Enya-Kalia Jordan is a choreographer, dance studies scholar, and culture curator from Brooklyn, New York. She received a BA in Arts & Letters Dance from Buffalo State University and MFA from Temple University in choreography and performance. In 2023, she was named an “Artistic Visionary,” honored as Temple University’s 30 under 30 distinguished Alumna. Currently, she is a doctoral candidate at Texas Woman’s University, scheduled to graduate with her Ph.D. in dance studies in 2025. She is also the proud founder and artistic director of Enya Kalia Creations a movement-based artistic collective established in 2016. Enya Kalia Creations is 2023-25 recipient of the BAX & CUNY Dance Initiative Arts & Social Justice Residency at Brooklyn College.

WHO IS ENYA?

She has performed and presented choreography at iconic venues such as Conwell Dance Theater, BAAD! Ass Women in Dance Festival, La MaMa EstroGenius Festival, Bates Dance Festival, Brooklyn Art Haus, Movement Research at Judson Church, Klienhans Music Hall, United Nations Headquarters, and many more. She has previously served as faculty at the University of Mount Saint Vincent, SUNY Erie Community College, and the University of Virginia. Enya-Kalia has also been a teaching artist with the Brooklyn Academy of Music, Brooklyn Arts Exchange, Abrons Center for the Arts, Notes in Motion, Dancewave, and many other distinguished cultural institutions across the East Coast. She has presented social justice research on interdisciplinary performance and restorative community practices at numerous conferences and festivals. Highlights include the Collegium of African Diasporic Dance hosted by Duke University, the International Association of Blacks in Dance, the Decolonizing Tertiary Dance Education Conference hosted by Stockholm University, and the Decolonizing Bodies: Biennial International Dance Conference hosted by the University of the West Indies. she has also conducted research in Tokyo, Japan; Guimaraes, Portugal; Amsterdam, Holland, Netherlands; and Paris, France.

ARTIST STATEMENT

As a creative, my work is born of smiles, sweat, spirit, and sport poured on the dance floor.
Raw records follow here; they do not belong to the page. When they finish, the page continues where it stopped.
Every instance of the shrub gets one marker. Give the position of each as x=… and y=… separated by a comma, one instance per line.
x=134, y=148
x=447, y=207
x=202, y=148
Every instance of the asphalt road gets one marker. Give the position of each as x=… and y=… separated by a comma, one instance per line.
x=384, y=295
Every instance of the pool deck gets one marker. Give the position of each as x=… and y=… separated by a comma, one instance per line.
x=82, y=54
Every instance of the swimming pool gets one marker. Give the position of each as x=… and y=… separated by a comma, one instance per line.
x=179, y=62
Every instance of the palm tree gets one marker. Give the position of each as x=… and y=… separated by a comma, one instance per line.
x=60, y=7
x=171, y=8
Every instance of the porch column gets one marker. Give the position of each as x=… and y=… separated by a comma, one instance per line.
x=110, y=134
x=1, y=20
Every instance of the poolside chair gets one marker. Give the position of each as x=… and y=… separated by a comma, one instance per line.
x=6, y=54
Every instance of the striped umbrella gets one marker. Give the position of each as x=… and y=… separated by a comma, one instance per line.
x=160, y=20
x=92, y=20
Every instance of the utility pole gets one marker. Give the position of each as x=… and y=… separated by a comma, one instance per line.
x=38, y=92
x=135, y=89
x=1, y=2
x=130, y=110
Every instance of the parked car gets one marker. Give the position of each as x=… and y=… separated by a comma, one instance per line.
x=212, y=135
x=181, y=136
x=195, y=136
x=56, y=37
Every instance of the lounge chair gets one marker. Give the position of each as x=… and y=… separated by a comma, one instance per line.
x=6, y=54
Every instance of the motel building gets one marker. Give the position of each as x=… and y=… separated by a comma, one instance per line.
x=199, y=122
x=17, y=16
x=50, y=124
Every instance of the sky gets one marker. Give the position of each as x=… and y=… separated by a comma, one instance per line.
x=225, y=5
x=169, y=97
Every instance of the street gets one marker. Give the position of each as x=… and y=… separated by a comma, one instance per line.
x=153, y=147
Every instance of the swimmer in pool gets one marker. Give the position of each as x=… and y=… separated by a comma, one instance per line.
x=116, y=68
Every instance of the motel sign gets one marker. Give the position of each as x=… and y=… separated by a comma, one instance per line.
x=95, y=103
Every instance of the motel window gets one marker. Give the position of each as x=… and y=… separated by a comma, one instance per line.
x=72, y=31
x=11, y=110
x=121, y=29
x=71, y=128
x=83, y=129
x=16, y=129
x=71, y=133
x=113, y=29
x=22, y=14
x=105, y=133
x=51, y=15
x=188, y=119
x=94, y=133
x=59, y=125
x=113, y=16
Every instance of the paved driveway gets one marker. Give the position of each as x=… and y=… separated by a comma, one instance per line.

I let the body do the work. My performance practice critically engages improvisation, African diasporic movement practices, and storytelling. As an artist,  I position myself as a body in motion, both flesh and spirit, Black and woman, teacher and student, choreographer and dancer, healer and wounded. I embrace this creative practice as a river that ebbs and flows. It cleanses the spirit, carries the burden of accountability, bends to intention, stretches to include intersectionality, and washes away anything that does not serve its greater purpose. Likewise, my research works through the collective negotiation of Black womanhood through time and space. Influenced by Afro-femme movement articulations, my life's work (choreography, activism, & writing) documents Black dance narratives and their cultural implication.